Dear Natdem,
Its 1:43 am Monday and i cant put myself to sleep. Today or a few hours later I will begin to tackle one of the hardest points of my life. This setback has been the hardest for me and i literally cry in depression of the failure i have come to be. I dont know what will happen to me today or the next few days, but one thing is for sure whatever happens later will alter the course of my life significantly. But for now i want to tell you how i feel about us.
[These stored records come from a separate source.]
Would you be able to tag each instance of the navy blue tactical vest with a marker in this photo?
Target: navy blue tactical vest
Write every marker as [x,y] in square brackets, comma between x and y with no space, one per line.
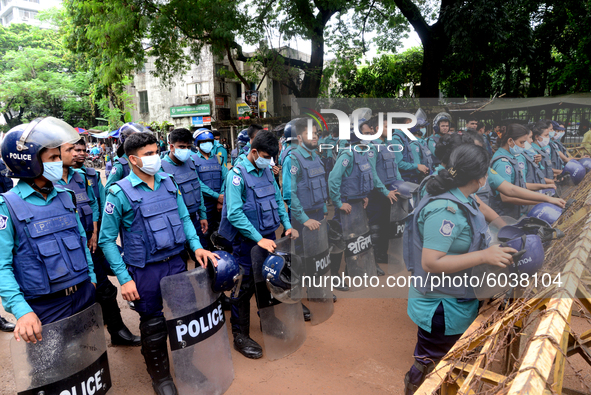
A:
[386,165]
[188,182]
[50,256]
[125,165]
[413,246]
[156,232]
[260,206]
[496,203]
[360,183]
[311,189]
[77,184]
[210,172]
[5,182]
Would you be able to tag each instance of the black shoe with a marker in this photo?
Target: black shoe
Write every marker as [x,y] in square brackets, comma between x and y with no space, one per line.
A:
[6,326]
[306,313]
[124,337]
[165,386]
[380,271]
[247,347]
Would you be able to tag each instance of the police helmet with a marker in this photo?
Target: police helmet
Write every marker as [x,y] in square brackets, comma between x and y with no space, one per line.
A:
[586,163]
[335,236]
[202,135]
[576,171]
[281,279]
[22,145]
[530,256]
[226,274]
[546,211]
Each night as i struggle to bed, I would always remember the first time i heard your voice. You called me and you were having your graduation party off samal. I remember your voice laughing and another lady voice which i would later know to be josel. I would remember looking at your pics at friendster one by one clicking through the graduation pics taken to some pics you took from home. I would remember the first time i held your hands, the first meal we ate together, the first kiss you gave me. Everything with you is first for me, still today there are first things for me with you too. You are my first , my one and only. Nothing has preceded or followed you. I remember how simple our lives were going through the day, dreaming of things, and promising of things. It has been four years that have passed and i hate to say it that some of our dreams did not come true.
I may have failed some of my wishes and desires. I have failed you in so many ways and those things made you upset. But theres one thing i can assure you of, that tonight as i wrote this letter I have always loved you and will always love you. I may have nothing today, and i dont know what ill have tomorow. But I will not hesitate to give you my strength , my time, my effort, and my heart. As flimsy as they sound, they are the only things that I have with me. Im sorry. I love you Natdem and everything about you. I would not have my life any other way. I have realized that because i have lived so much in the future and so eager to live my goals, that four years have passed by through me quickly and i have taken for granted other important things.
I love you so much. Its not because that i have less feelings for you that i do not write anymore, but because I think i have already used up all words to explain and express what i feel for you. Time has been so quick and we are together now for so very long, yet i feel like i have known you yesterday and havent had enough of you. I love you i always will be here for you.